La particularité du projet réside dans son approvisionnement. L’usine ne part pas de minerai brut, mais de rebuts ferreux issus de ferrailles et de déchets métalliques collectés. Fondus à très haute température, ces matériaux sont progressivement transformés en barres d’acier susceptibles d’alimenter les besoins du bâtiment et des travaux de construction.
Ce modèle pourrait faire émerger une économie périphérique aussi stratégique que l’activité principale. Collecteurs, transporteurs, logisticiens, techniciens de maintenance, distributeurs et sous-traitants sont appelés à intervenir tout au long de la chaîne. Pour les autorités, l’enjeu est de convertir l’industrie lourde en moteur de PME, de compétences techniques et d’emplois destinés notamment aux jeunes Gabonais.
Sur le plan politique, la séquence permet à Brice Oligui Nguema d’incarner son discours sur la souveraineté économique par une réalisation visible.

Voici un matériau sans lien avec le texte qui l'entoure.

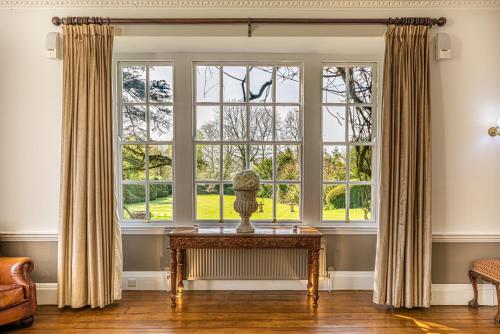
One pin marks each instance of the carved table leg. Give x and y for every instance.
(497, 317)
(473, 280)
(173, 276)
(180, 273)
(309, 271)
(315, 276)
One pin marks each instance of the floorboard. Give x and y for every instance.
(260, 312)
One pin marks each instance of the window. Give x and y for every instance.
(248, 116)
(348, 114)
(145, 141)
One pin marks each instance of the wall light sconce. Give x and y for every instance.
(495, 130)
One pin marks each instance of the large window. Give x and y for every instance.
(145, 142)
(248, 116)
(348, 122)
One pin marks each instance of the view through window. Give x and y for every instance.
(348, 142)
(248, 116)
(145, 108)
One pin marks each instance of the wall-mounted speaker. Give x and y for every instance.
(52, 45)
(443, 46)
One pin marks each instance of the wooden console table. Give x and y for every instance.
(277, 237)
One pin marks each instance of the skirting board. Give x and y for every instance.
(442, 294)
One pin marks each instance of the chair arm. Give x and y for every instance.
(16, 270)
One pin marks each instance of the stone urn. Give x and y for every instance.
(246, 184)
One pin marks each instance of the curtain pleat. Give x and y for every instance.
(404, 241)
(90, 253)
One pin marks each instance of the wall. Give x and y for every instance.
(465, 103)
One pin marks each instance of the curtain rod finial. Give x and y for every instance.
(56, 21)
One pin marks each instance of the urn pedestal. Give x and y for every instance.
(245, 204)
(246, 184)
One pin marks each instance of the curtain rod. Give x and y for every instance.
(248, 21)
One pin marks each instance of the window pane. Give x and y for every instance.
(207, 162)
(134, 84)
(207, 202)
(207, 123)
(160, 201)
(161, 123)
(229, 197)
(360, 84)
(360, 206)
(160, 162)
(234, 80)
(234, 157)
(288, 198)
(261, 123)
(134, 123)
(334, 124)
(261, 83)
(360, 124)
(361, 163)
(134, 201)
(265, 203)
(288, 84)
(287, 123)
(334, 202)
(133, 162)
(207, 83)
(160, 84)
(234, 122)
(261, 160)
(334, 79)
(288, 162)
(334, 163)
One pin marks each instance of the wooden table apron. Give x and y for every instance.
(183, 238)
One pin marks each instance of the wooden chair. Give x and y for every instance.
(488, 270)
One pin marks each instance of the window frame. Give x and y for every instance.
(373, 183)
(311, 192)
(274, 143)
(120, 142)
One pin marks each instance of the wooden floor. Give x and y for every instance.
(258, 312)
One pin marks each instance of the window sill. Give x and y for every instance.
(325, 228)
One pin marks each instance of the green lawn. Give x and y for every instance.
(207, 207)
(339, 214)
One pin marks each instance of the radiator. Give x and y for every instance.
(262, 263)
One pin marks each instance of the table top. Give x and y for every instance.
(260, 232)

Produire de l’acier localement revient à s’attaquer à la facture des importations, à sécuriser certains approvisionnements et à densifier un tissu industriel encore limité. Le défi sera désormais de garantir la compétitivité, la qualité et la continuité de la production.
L’ambition dépasse, à terme, les frontières gabonaises. Une fois le marché intérieur servi, Libreville envisage des débouchés dans la sous-région, où les besoins en matériaux de construction accompagnent l’urbanisation et les grands chantiers. En transformant la ferraille en acier à Port-Gentil, le Gabon veut démontrer qu’il peut exporter autre chose que des matières premières : une production industrielle issue de son propre territoire.